Daniel Guérin was influenced by Marxist socialism, but did not consider himself an unalloyed Marxist. He wrote a book entitled For a Libertarian Communism and expressed the ambition to combine anarchism and Marxism. I am an admirer of much of Guérin’s work—especially his powerful depiction of the rise of Fascism in Fascism and Big Business—but I have serious disagreements with his interpretation of the French Revolution. In his two-volume The Class Struggle in the First Republic 1793–97, Guérin portrayed the Jacobins and Robespierre in particular not as leaders but as misleaders—even betrayers—of the revolutionary mass movement. I do not recall having seen much specifically about Marat in Guérin’s writings, but his exaltation of the enragés with whom Marat engaged in bitter polemics suggests that he would deem Marat to have been only marginally preferable to Robespierre as a leader. Although Guérin certainly put forward a point of view worthy of debate among Marxists and other defenders of the Revolution, I characterize his interpretation as unhelpful due to its political “ultraleftism.”
Richard Cobb was a social historian whose massive work The People’s Armies made a valuable contribution to French Revolution historical studies. He was, like Rudé, a strong partisan of “history from below.” Unlike Rudé, he was not a Marxist, and devoted quite a bit of attention to critiquing the Marxist works of Albert Soboul. Cobb’s negative view of Marxist history shared the central criticism of the “Revisionist” tendency that I discussed in my review of Baker’s Marat. That is, that Marxism is but one of many “Grand Narratives” that claims to be able to reduce the Big Picture of all of human history to a single theoretical explanation. While the Revisionists reject all Grand Narratives as hopeless schemas, their eternal bête noire is the Grand Narrative of Marxism (which, as I indicated in the review, was a product of Cold War anti-Marxism). As for Cobb’s assessment of Marat’s role in the Revolution, Marat was but one of the individual leaders that he perceived as minimal factors in how the Revolution developed.
[n.b.: My response to the accusation that Marxist historians claim to reduce all of human history to a single Grand Narrative is that the Marxist philosophy of history is in fact vigorously antireductive, and only aims at illuminating the Big Picture of (for example) the French Revolution as an ideal goal which, while ultimately unattainable, is nonetheless approachable.]
Henry Heller, as far as I know, is the only one of the six historians who is still living.

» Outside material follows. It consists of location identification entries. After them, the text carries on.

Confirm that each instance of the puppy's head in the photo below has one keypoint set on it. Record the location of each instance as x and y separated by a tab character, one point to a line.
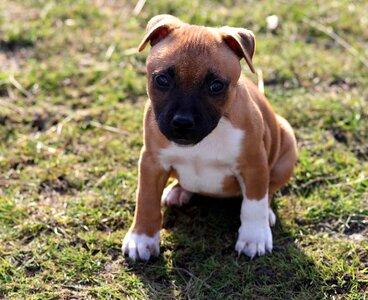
192	75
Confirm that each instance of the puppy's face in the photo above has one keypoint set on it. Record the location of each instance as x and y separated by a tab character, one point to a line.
192	77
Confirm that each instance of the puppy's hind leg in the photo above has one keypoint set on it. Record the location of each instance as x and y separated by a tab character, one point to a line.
174	194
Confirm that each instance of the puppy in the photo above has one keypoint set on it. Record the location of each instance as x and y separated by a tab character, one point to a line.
211	130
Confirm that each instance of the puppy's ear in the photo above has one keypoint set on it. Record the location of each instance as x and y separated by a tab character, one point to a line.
158	28
241	41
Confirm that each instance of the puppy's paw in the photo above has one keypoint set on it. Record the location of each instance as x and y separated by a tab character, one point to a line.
254	239
271	217
175	195
141	246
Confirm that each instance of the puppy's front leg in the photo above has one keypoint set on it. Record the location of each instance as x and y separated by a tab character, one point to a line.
143	237
255	235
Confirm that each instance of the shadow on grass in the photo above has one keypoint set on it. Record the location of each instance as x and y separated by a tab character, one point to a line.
198	259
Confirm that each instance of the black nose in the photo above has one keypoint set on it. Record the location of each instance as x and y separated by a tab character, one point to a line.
183	122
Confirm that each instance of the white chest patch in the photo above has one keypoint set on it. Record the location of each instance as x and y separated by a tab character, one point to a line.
204	166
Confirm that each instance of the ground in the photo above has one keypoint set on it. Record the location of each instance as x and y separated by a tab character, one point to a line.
72	91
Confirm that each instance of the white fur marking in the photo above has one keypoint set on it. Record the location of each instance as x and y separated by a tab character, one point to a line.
141	246
255	235
204	166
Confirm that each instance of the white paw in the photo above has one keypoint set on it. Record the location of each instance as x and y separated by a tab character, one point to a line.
271	217
254	238
141	246
175	196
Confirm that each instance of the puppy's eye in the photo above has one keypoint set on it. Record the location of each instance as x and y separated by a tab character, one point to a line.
216	87
162	81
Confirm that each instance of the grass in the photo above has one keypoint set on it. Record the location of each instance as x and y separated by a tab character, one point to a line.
71	102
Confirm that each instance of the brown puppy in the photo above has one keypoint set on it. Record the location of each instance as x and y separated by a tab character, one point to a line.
209	128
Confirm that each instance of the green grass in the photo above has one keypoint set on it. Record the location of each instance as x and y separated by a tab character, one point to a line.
67	181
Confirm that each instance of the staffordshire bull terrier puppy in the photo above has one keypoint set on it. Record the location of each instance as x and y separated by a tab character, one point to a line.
211	130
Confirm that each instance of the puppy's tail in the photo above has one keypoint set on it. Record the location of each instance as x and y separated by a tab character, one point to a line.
260	80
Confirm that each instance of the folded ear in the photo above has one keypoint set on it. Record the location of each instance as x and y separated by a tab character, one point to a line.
158	28
241	41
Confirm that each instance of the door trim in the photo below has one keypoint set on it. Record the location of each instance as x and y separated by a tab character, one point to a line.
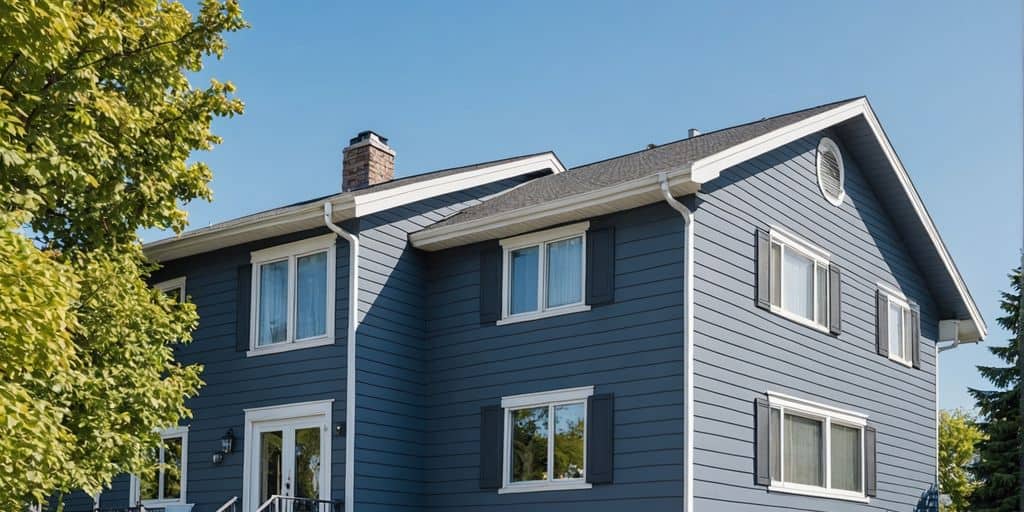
255	416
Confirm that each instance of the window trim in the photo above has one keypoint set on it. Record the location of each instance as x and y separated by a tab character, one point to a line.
815	254
827	415
549	399
542	240
134	491
179	283
291	252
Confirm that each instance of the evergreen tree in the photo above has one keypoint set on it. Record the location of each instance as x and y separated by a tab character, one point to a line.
998	467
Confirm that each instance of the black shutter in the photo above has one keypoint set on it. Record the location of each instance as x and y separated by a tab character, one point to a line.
600	438
870	463
762	460
882	323
491	283
835	300
915	335
764	269
601	265
243	304
492	432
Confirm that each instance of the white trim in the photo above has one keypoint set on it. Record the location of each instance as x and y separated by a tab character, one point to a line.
291	412
291	253
541	241
548	399
134	491
828	144
179	283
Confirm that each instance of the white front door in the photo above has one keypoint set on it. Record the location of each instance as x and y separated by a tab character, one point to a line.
288	457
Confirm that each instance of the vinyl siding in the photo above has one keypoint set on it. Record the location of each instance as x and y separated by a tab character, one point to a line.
742	351
632	348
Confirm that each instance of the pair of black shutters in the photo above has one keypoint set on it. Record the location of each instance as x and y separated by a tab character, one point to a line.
600	272
600	441
763	448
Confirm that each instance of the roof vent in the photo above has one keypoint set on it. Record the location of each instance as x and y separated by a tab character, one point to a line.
830	172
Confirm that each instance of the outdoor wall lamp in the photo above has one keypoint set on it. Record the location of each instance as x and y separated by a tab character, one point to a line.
225	446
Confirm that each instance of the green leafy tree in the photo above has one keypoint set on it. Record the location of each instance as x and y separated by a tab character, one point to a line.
958	436
97	122
997	469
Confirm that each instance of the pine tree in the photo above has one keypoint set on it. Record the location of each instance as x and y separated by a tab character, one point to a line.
998	467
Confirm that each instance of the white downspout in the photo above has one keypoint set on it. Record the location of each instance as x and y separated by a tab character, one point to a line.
353	320
688	224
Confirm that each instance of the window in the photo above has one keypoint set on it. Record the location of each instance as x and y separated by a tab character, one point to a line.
830	171
816	450
293	294
544	273
165	484
799	281
545	440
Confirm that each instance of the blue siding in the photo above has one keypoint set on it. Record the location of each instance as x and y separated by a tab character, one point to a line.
632	348
742	351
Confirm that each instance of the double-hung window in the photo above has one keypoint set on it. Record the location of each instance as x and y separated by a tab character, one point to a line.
293	295
800	281
545	440
816	450
165	482
545	273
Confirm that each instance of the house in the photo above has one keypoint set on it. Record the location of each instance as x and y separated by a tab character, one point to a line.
744	318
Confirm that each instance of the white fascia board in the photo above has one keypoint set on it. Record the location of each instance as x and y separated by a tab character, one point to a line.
710	167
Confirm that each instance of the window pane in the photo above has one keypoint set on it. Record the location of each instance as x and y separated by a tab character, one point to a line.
774	444
896	331
846	458
172	468
310	296
564	271
522	280
568	441
821	295
803	451
529	444
273	302
776	274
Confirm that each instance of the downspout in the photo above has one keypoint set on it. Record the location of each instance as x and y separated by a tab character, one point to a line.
353	320
688	224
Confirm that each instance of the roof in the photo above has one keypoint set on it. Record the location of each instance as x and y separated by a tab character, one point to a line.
629	167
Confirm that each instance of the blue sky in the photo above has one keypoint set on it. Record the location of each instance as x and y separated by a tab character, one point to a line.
454	83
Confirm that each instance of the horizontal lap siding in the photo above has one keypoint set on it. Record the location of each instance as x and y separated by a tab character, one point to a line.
632	348
742	351
391	351
235	382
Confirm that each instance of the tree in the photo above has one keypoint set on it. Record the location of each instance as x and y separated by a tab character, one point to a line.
97	120
997	469
958	436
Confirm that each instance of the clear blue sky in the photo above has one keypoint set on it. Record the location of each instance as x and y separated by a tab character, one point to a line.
454	83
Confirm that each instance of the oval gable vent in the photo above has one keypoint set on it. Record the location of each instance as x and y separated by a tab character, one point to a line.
830	172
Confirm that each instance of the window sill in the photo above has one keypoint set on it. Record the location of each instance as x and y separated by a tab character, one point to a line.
544	314
818	493
288	346
542	486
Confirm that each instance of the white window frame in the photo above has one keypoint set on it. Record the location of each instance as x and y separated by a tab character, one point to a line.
541	241
291	253
549	399
894	297
827	415
166	286
134	491
820	258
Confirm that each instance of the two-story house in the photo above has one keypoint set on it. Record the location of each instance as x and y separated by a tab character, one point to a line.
741	320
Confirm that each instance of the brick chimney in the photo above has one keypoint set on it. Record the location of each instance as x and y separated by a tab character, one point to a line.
368	161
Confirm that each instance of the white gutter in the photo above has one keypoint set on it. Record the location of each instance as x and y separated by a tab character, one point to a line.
688	224
353	320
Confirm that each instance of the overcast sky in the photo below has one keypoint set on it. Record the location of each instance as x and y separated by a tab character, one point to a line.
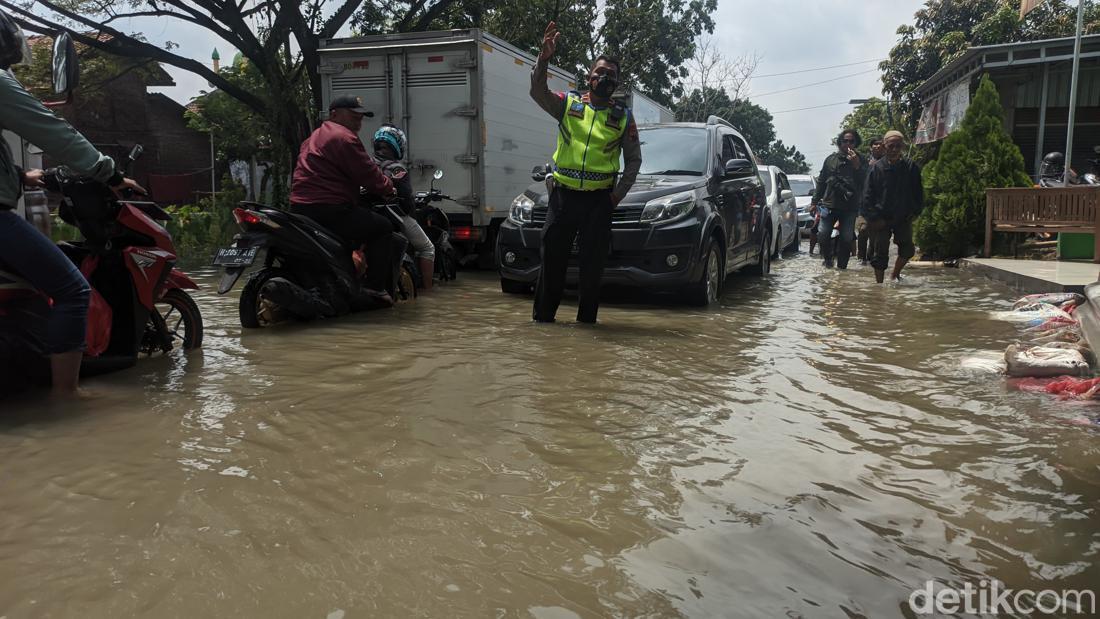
789	35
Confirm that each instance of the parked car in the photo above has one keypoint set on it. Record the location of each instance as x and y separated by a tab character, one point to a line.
784	212
803	186
696	213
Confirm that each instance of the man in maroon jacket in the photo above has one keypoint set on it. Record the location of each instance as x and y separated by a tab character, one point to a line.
332	166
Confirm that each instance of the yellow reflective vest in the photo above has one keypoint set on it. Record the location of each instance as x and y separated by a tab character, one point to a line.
590	143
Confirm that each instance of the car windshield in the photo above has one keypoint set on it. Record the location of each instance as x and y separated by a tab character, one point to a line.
673	150
802	187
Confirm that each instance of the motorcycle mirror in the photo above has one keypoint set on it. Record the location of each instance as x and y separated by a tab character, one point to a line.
66	67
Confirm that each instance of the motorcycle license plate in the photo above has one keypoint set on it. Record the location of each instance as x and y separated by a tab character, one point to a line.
235	256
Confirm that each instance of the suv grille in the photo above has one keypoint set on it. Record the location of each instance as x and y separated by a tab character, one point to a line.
619	216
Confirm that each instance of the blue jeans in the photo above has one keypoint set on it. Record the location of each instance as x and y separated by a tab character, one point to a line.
32	256
840	249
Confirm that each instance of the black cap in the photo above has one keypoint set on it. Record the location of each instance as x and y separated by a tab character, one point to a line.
349	102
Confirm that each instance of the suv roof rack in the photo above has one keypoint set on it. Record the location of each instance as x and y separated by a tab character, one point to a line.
715	120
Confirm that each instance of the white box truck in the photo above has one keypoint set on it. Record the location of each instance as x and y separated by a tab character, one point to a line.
462	98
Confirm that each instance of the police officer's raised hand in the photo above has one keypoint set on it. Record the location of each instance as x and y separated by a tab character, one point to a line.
549	42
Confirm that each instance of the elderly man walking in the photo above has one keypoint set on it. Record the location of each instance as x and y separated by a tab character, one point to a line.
893	198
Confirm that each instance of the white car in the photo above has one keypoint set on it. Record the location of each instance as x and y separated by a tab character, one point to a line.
784	213
803	186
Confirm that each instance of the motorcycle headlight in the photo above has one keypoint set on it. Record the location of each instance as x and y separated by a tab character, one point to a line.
520	211
669	208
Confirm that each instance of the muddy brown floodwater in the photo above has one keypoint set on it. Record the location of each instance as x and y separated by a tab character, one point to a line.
810	448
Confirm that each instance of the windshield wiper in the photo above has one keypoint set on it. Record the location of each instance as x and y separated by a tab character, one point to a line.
675	172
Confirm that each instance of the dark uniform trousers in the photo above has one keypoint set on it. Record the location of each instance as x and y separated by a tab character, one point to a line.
571	212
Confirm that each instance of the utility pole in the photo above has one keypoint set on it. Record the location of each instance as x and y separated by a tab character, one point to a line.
1073	90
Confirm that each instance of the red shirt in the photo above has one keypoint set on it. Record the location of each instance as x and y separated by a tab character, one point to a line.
332	165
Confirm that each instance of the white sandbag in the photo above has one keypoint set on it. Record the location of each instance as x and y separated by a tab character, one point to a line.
1051	298
1041	362
1087	353
1035	313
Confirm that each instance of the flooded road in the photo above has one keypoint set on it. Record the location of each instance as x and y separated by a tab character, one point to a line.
811	448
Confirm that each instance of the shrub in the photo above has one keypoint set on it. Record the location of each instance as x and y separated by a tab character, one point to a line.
978	155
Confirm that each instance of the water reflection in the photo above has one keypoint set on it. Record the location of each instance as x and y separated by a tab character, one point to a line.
809	448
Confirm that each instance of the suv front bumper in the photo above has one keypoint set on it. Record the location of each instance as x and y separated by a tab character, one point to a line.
639	255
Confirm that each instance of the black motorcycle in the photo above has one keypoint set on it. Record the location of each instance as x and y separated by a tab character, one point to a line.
308	272
437	225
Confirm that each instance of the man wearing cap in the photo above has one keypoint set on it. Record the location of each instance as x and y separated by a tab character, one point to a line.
332	166
894	197
592	132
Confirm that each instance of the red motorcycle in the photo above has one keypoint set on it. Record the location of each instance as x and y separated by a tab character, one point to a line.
139	304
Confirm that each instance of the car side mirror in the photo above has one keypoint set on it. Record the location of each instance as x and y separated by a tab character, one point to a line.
739	168
66	67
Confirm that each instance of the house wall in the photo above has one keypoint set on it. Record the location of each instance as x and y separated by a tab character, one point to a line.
1021	94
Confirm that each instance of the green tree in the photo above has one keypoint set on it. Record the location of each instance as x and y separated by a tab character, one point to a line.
652	39
944	29
281	39
978	155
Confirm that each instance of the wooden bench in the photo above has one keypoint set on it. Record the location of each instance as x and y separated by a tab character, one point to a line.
1045	209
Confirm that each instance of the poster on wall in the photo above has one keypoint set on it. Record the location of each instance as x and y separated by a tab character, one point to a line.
944	113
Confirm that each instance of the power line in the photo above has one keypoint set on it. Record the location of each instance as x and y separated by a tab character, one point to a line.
814	84
811	108
816	69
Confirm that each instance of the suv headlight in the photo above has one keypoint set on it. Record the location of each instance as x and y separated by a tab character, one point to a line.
669	208
520	211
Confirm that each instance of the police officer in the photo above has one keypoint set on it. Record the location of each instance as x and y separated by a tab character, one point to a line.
592	131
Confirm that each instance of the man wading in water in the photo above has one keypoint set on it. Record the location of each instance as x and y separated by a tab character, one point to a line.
592	132
893	199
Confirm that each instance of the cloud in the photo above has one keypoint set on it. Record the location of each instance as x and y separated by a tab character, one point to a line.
801	34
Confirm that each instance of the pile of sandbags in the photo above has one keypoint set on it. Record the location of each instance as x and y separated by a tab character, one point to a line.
1053	344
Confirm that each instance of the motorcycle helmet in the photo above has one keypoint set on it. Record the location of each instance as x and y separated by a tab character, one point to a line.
13	48
1054	164
394	136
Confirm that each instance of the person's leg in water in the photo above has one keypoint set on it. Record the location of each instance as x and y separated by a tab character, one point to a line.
903	238
813	233
39	261
424	249
880	232
561	227
846	222
825	235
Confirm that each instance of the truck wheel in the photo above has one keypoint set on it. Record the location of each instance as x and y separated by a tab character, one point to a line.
513	287
707	289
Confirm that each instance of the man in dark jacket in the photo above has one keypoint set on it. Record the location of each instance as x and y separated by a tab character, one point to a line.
894	197
839	187
862	235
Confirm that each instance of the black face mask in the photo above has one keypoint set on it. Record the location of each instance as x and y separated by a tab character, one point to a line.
605	85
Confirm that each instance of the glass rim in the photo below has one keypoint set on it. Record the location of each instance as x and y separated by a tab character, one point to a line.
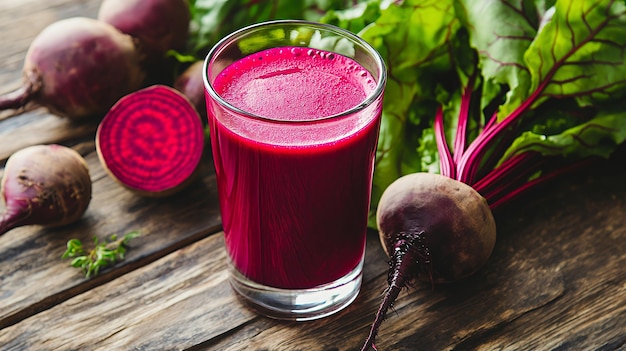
369	99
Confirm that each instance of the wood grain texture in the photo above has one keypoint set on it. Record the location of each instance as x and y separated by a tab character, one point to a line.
556	279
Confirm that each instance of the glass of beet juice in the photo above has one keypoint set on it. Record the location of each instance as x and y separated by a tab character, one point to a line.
294	111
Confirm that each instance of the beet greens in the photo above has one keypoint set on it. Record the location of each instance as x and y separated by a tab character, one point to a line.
499	95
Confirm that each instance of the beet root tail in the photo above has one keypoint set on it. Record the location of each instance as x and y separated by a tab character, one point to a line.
401	273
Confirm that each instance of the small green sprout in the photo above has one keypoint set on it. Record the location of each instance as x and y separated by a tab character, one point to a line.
103	254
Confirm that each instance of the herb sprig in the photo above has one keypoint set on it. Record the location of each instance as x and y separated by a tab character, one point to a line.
106	253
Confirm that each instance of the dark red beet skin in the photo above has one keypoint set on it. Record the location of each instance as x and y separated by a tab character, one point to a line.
46	185
434	229
160	25
151	141
78	67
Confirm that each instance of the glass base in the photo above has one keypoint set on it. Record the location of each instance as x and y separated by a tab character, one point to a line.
298	304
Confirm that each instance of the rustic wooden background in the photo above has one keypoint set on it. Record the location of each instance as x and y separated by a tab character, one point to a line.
556	280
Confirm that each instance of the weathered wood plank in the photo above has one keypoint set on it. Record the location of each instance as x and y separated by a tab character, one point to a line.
32	275
178	302
556	280
20	22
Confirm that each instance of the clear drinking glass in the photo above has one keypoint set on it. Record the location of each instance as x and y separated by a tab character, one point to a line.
294	112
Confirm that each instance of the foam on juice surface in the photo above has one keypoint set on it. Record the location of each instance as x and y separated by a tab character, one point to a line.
294	83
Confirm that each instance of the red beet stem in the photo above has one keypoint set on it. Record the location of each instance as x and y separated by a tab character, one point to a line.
409	256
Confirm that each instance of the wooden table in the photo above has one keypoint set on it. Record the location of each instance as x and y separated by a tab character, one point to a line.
556	280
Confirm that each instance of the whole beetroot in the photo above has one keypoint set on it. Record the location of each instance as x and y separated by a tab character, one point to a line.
77	68
433	228
46	185
159	25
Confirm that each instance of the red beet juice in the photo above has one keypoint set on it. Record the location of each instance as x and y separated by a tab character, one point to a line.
294	185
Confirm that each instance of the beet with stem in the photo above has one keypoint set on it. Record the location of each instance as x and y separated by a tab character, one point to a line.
433	228
77	68
46	185
151	141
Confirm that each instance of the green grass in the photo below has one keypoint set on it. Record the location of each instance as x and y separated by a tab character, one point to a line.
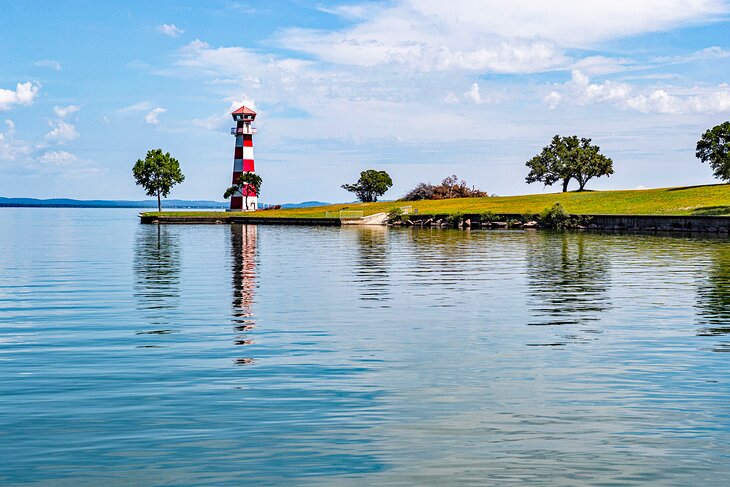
691	200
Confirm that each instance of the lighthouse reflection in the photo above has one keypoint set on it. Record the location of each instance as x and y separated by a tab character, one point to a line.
243	265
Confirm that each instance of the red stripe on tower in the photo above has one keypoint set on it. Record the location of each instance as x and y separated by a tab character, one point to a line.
246	199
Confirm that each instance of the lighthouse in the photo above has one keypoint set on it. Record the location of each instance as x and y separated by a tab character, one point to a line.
243	158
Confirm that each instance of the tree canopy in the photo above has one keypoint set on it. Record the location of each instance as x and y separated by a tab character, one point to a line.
714	149
568	158
249	184
371	184
157	174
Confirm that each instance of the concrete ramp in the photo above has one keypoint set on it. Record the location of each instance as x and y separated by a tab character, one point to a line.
375	219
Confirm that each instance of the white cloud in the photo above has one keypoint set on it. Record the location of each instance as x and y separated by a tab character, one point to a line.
24	94
451	98
10	148
151	117
137	107
581	91
49	63
473	94
65	164
570	23
62	132
58	158
488	35
170	30
63	112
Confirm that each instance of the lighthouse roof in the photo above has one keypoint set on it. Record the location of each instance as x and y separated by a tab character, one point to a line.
244	111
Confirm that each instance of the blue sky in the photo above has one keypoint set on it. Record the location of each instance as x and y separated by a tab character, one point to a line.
410	87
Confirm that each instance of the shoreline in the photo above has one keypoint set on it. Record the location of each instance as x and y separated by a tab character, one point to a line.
643	223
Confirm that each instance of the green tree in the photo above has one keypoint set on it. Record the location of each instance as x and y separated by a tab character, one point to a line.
157	174
249	184
714	148
568	158
371	184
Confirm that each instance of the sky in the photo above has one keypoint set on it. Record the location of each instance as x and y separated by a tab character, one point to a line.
419	88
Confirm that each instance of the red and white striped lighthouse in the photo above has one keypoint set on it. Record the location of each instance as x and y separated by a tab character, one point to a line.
243	158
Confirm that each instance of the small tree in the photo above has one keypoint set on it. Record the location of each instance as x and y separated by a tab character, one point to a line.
568	158
157	174
714	148
249	184
371	184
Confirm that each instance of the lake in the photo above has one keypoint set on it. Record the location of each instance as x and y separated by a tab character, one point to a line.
278	355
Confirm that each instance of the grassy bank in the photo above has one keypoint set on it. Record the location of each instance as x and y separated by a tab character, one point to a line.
692	200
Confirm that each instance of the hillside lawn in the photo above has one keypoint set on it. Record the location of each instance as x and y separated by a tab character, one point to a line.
690	200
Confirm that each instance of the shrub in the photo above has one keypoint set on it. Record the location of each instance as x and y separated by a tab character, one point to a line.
423	191
555	217
395	214
488	216
450	187
454	219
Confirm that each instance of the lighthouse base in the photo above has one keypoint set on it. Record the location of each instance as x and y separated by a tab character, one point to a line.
238	203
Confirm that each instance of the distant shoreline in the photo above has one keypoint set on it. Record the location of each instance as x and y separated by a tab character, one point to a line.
142	204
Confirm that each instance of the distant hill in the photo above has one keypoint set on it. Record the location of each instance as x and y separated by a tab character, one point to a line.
71	203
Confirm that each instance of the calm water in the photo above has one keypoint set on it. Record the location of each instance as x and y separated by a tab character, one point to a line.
219	355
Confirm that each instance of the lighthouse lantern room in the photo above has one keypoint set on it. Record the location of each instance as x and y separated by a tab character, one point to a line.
243	158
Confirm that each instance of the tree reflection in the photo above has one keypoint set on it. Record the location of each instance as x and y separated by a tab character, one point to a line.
243	264
568	277
157	275
713	298
371	271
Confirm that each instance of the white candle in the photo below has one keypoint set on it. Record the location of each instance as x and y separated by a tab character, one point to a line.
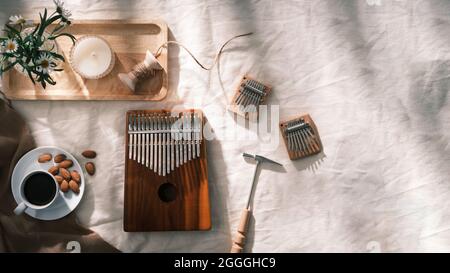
92	57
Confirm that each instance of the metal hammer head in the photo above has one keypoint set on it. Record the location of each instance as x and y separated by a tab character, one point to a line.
261	159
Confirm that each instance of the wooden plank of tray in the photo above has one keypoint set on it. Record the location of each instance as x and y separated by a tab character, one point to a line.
129	40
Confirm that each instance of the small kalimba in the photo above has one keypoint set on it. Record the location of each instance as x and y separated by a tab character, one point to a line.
166	180
301	137
248	96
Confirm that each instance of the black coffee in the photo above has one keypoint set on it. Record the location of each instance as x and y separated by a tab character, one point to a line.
39	189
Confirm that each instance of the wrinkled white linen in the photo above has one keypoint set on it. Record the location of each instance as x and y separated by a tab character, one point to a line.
373	74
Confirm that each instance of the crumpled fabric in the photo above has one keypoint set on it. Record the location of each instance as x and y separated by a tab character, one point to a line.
373	75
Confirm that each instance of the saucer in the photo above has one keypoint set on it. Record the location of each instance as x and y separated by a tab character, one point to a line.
65	203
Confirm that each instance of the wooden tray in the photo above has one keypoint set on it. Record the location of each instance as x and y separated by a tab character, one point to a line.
145	210
235	108
129	40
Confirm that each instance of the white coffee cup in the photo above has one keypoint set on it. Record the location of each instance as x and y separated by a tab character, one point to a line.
27	201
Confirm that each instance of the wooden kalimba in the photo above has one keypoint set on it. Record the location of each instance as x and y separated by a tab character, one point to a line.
249	95
301	137
166	180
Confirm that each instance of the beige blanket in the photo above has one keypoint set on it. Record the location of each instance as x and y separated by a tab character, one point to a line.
23	233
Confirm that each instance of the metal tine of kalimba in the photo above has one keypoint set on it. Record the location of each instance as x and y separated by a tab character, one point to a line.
172	146
198	127
156	143
312	137
258	91
130	137
244	94
167	126
134	137
292	135
192	119
291	144
252	94
188	136
147	139
176	136
139	144
241	94
299	138
164	146
183	118
159	122
307	140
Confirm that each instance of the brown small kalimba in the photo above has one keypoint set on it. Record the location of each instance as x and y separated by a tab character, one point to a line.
301	137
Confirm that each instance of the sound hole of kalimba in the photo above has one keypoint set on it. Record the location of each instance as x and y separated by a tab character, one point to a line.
167	192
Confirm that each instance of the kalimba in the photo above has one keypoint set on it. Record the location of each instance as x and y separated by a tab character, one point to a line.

His The Bourgeois Revolution in France, 1789–1815 includes an excellent refutation of the Revisionists’ multiplicity of unrelated criticisms of Marxist historiography. It has little or nothing to say about individual leaders of the Revolution, including Marat, but that is not a weakness of the book because that is not its subject.
Et voilà!
Thanks! All in all this is not just a very lucid assessment of Marat but a master class (in outline form) of the historiography of the French Revolution.